The Student Scoop: The 7th Annual Ethics Bowl Goes Virtual!

The Student Scoop: The 7th Annual Ethics Bowl Goes Virtual!

Contributed by KIE Student Assistant, Josiah Youngblood. For more information on the Intercollegiate Ethics Bowl, see here.

This year’s 7th Annual Ethics Bowl hosted by the Kegley Institute of Ethics was one for the record books. Not only was The 7th Annual Ethics Bowl hosted virtually via Zoom, but it was also chock full of energy, perplexing questions, and of course amazing teams to step up to these ethical dilemmas and put their minds to the test.

To start off, this year’s teams truly put “the Ethics” in the Ethics Bowl! First, the ASI Team: Aaron Wan, Gurnaaz Deol, Roxanne Esparza, Candice Livingston, and Myles Howard, were up against the formidable Philosophy Team, Quinn Thurley and Eric Pytlak.

Michael Burroughs, Rhonda Dugan, and Mike Kwon served as judges to ultimately decide who would take home the prize. Both groups were strong competitors, but only one team could claim the $50 Amazon gift cards for each of the winning team members!

The first round began with the Philosophy team winning the coin toss by Nate Olson and electing to present their argument first. The first case study to be argued was:

“Is it ethical to take academic enhancement drugs if not prescribed?”

The Philosophy team had 2 minutes and 30 seconds to swiftly devise a response. After returning from a Zoom breakout room, the Philosophy team was ready to apply their ethics to the problem. The teams gave a compelling stance on the permissibility of these kinds of drugs in some cases and explained their reasoning. Afterwards, it was the second phase of round one: The Commentary from the ASI team.

The ASI separated into a breakout room and returned ready to analyze the Philosophy team’s ideas. The ASI team provoked many intriguing ideas about access and privilege, causing the Philosophy team to reflect deeply on their argument’s framework. This was followed by the next to last phase: The response of the Philosophy team.

Having a moment to compose their thoughts, the Philosophy team clarified their original points in the argument and helped alleviate some of the pressure on their side of the topic. Then it came time for the final part of the first round:  the judges’ Q and A. The judges asked specific questions about who was supplying these types of medications and drugs and what is the socio-economic standpoint on who can access these drugs. Is it fair that certain groups of people may be able to take such mentally stimulating medications whereas other groups may not have that opportunity? The Philosophy team gave it all they had, but before anyone knew it the round had ended.

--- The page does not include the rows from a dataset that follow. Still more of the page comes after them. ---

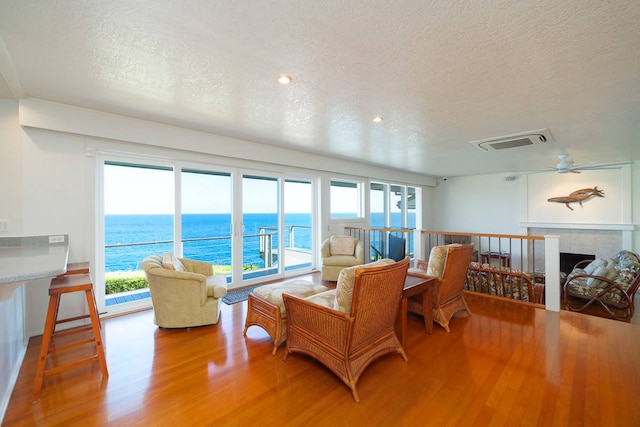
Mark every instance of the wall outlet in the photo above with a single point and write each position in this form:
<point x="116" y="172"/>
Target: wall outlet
<point x="56" y="239"/>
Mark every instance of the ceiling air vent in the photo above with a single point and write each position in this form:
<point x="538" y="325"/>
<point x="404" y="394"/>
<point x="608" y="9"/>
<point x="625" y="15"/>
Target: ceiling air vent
<point x="514" y="141"/>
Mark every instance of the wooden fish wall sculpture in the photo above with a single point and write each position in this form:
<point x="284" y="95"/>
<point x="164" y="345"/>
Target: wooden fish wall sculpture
<point x="578" y="196"/>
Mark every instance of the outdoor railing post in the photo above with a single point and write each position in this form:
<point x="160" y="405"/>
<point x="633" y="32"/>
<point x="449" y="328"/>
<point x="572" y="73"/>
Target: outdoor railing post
<point x="552" y="272"/>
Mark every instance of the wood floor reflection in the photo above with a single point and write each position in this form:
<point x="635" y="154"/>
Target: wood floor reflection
<point x="506" y="364"/>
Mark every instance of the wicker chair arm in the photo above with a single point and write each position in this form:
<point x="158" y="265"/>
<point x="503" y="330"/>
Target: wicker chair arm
<point x="310" y="319"/>
<point x="582" y="264"/>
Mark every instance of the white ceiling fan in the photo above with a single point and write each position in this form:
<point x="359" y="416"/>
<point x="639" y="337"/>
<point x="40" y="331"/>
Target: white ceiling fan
<point x="565" y="165"/>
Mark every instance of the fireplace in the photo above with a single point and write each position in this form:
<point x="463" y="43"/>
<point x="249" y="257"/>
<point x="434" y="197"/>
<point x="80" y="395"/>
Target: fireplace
<point x="568" y="260"/>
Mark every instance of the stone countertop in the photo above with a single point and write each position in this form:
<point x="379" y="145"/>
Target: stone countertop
<point x="29" y="258"/>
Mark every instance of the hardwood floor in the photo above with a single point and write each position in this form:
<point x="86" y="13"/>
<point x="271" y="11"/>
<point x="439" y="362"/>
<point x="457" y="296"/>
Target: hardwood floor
<point x="506" y="364"/>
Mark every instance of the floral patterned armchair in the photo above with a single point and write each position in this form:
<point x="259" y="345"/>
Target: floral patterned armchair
<point x="610" y="284"/>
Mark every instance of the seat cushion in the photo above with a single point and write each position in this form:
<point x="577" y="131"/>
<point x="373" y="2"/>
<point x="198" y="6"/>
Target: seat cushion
<point x="170" y="262"/>
<point x="299" y="288"/>
<point x="325" y="299"/>
<point x="342" y="245"/>
<point x="437" y="258"/>
<point x="344" y="287"/>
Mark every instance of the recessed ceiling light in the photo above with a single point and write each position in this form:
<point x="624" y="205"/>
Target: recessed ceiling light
<point x="284" y="79"/>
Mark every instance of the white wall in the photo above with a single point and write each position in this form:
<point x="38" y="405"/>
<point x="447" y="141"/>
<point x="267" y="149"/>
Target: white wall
<point x="481" y="204"/>
<point x="488" y="203"/>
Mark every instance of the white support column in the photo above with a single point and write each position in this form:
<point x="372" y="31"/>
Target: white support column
<point x="417" y="245"/>
<point x="552" y="272"/>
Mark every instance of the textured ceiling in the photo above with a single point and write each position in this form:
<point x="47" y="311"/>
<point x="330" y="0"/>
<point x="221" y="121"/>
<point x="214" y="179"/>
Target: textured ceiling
<point x="441" y="73"/>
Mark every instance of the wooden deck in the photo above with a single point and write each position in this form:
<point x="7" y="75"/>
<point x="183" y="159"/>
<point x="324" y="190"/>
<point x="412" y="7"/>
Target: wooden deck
<point x="507" y="364"/>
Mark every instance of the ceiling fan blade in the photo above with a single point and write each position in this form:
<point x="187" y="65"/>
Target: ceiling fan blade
<point x="597" y="166"/>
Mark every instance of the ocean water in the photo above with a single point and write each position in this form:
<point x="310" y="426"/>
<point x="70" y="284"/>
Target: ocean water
<point x="206" y="237"/>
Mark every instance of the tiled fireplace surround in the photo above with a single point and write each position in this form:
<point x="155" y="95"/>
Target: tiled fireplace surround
<point x="603" y="243"/>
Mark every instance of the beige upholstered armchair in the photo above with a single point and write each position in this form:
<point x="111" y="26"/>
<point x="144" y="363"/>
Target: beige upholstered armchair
<point x="184" y="292"/>
<point x="338" y="252"/>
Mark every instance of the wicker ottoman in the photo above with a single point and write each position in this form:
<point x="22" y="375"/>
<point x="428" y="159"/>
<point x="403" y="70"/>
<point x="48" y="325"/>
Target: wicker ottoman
<point x="266" y="308"/>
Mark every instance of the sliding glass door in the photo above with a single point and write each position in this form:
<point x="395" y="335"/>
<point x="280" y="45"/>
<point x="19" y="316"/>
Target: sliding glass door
<point x="298" y="224"/>
<point x="206" y="218"/>
<point x="252" y="226"/>
<point x="261" y="225"/>
<point x="138" y="205"/>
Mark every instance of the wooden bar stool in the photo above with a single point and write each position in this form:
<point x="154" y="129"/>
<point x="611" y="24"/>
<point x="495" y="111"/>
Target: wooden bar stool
<point x="61" y="285"/>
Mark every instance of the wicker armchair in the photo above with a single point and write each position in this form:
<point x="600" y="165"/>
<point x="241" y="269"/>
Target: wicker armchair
<point x="605" y="285"/>
<point x="449" y="264"/>
<point x="347" y="343"/>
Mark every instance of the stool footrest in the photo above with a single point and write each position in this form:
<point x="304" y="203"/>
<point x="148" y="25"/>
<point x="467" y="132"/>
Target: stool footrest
<point x="73" y="364"/>
<point x="71" y="319"/>
<point x="72" y="331"/>
<point x="61" y="347"/>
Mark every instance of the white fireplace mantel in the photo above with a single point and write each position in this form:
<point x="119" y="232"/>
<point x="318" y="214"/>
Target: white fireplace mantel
<point x="574" y="226"/>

The second round started strong with everyone ready for the next question. In this round, the ASI team was the one being asked to explain their position on the question:

“Should students be able to opt out of mandatory student fees?”

As soon as the ASI team had discussed their viewpoint, they brought many aspects of the question to light, from topics like inclusivity on campus, all the way to sides like the financial reasoning behind why a student may want to “opt out of mandatory student fees”. Then in a flash, it was already phase two: The Philosophy team’s commentary. The Philosophy team homed in on the questions of freedom of speech and challenged the ASI team’s answers. Starting phase three, the ASI team articulated their precise conclusion to build an argument framework that clearly stated their opinion and dove into human rights and the freedom of speech and expression. Already at the final phase: The judges asked thought provoking questions on how opting out of student fees can hurt the college community as a whole, so why allow it? Additionally, they asked for clarification on who qualifies as a student who can opt out of certain student payments due to financial pressures? The ASI team did a great job of answering to the best of their abilities and working together to achieve a strong conclusion on the argument.

Then, the moment everyone had been waiting for was the judges’ final decision on who would take home the prize. The judges had created their own break-out room to discuss who would be the winning team of the 7th Annual Ethics Bowl. After a short period of time, the judges returned with the results: earning one judge’s vote was the ASI team followed by the Philosophy team earning two of the judges’ votes! The winner had been selected; this year’s 7th Annual Ethics Bowl winners are Quinn Thurley and Eric Pytlak!

This year had quite the twist being completely virtual over Zoom, but all in all turned into a very exciting and memorable experience. From insightful commentary to the structural breakdowns of the arguments, this year was one that won’t be forgotten. Congratulations to this year’s winners and we hope to see you, whether it be in person or in the virtual world, on the next Annual Ethics Bowl!